Puluh membasahi dahi dan leher Renja, memantulkan kilatan lelah setelah dua jam lebih dia berurusan dengan pakaian kotor tanpa mesin. Renja berdiri, pinggangnya sakit dan kakinya kebas. Pakaian basah, penampilan compang-camping, bau sabun cuci di mana-mana.
Pakaian tinggal di jemur, sebelum itu dia membutuhkan bantuan untuk mengangkut itu semua.
Renja pergi ke luar melihat tas dan barang-barangnya terobrak-abrik berceceran di atas meja. Saat dia menatap dua orang perempuan di sisi sofa, mereka tak mengacuhkan; Sera bermain ponsel, Fika fokus pada TV. Bahkan bangkai buah bekas mereka makan enggak dibersihkan, mereka begitu malas jika ada Renja.

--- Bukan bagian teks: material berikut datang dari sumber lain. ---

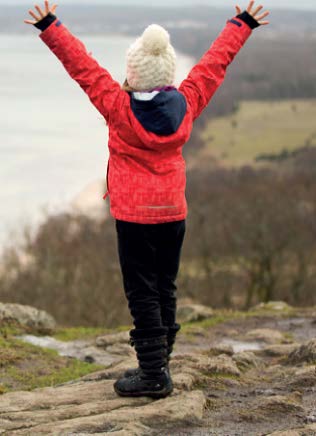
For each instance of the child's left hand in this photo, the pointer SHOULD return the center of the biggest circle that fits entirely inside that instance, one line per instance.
(41, 13)
(254, 12)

"Sera, bantu kakak angkat pakaian buat dijemur. Berat," Renja dengan sabar berucap, tetapi Sera enggan melihatnya seolah tidak mendengar apa-apa. "Sera," panggil Renja menambahkan sedikit ketegasan dalam nadanya, matanya menilik besar, siap mencubit Sera jika dia belum bergerak juga.

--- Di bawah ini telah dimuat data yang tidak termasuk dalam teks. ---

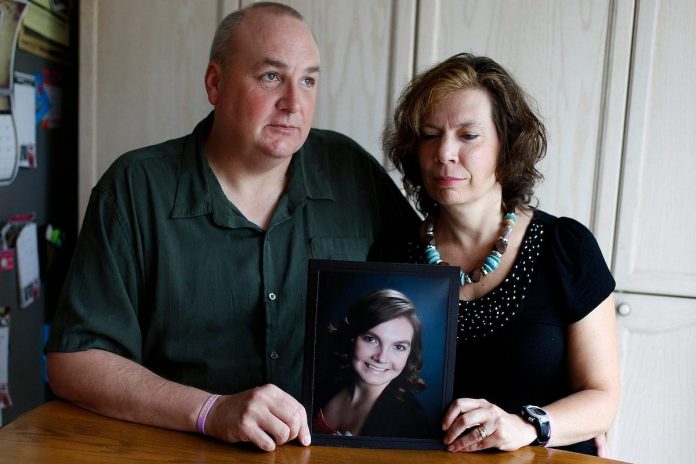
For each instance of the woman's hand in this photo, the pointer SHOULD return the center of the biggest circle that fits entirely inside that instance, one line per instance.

Sera meletakkan ponsel di samping tempat ia bersandar, tersenyum lantas menarik ponsel Renja yang di atas meja ke dalam dekapannya. "Kak, kita tukeran ponsel, yuk. Kakak ambil saja punya aku."
"Apa?!" Renja reflek merebut ponselnya dari Sera, memasukkan semua barang-barang kembali ke ke dalam tas dan tidak ditaruh lagi ke atas meja. "Enggak bisa."
"Mamak!" Sera merengek.
Wanita yang dipanggil itu menoleh kasar. "Renja! Apa salahnya mengalah dengan adik? Berikan ponselmu padanya."

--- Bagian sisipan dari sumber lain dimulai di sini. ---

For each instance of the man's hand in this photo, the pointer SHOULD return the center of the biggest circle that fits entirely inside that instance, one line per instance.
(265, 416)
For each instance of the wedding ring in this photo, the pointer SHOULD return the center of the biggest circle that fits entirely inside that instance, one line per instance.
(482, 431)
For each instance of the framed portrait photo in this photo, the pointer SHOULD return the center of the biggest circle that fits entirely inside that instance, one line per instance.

Renja menggeleng keras, matanya berkilau menahan genangan air mata. "Mamak tak punya hak. Sama sekali enggak ada uang Mamak di sini, aku enggak harus menurutinya."
"Renja!" Fika membentak, sungguh dia benci Renja versi sudah menikah.
Saking penurutnya Renja dulu, sepertinya Fika salah paham. Renja memiliki pemikiran sederhana yang tidak disadari oleh mereka; Renja mengalah karena ia merasa barang yang dibeli, memakai uang orang yang meminta. Bagaimana kalau tidak? Tentu Renja merasa dia tidak ada hak menuntut untuk menyerahkan barang tanpa uang sepeser pun milik orang yang meminta.
"Kalau memang mau, minta sama suamiku. Kan yang membeli dia."
Renja pun berlari keluar, naik ke atas motornya lantas melarikan diri."Renja pekerjaanmu masih banyak!" jerit Fika mengejar namun Renja melaju menggunakan motor berisiknya.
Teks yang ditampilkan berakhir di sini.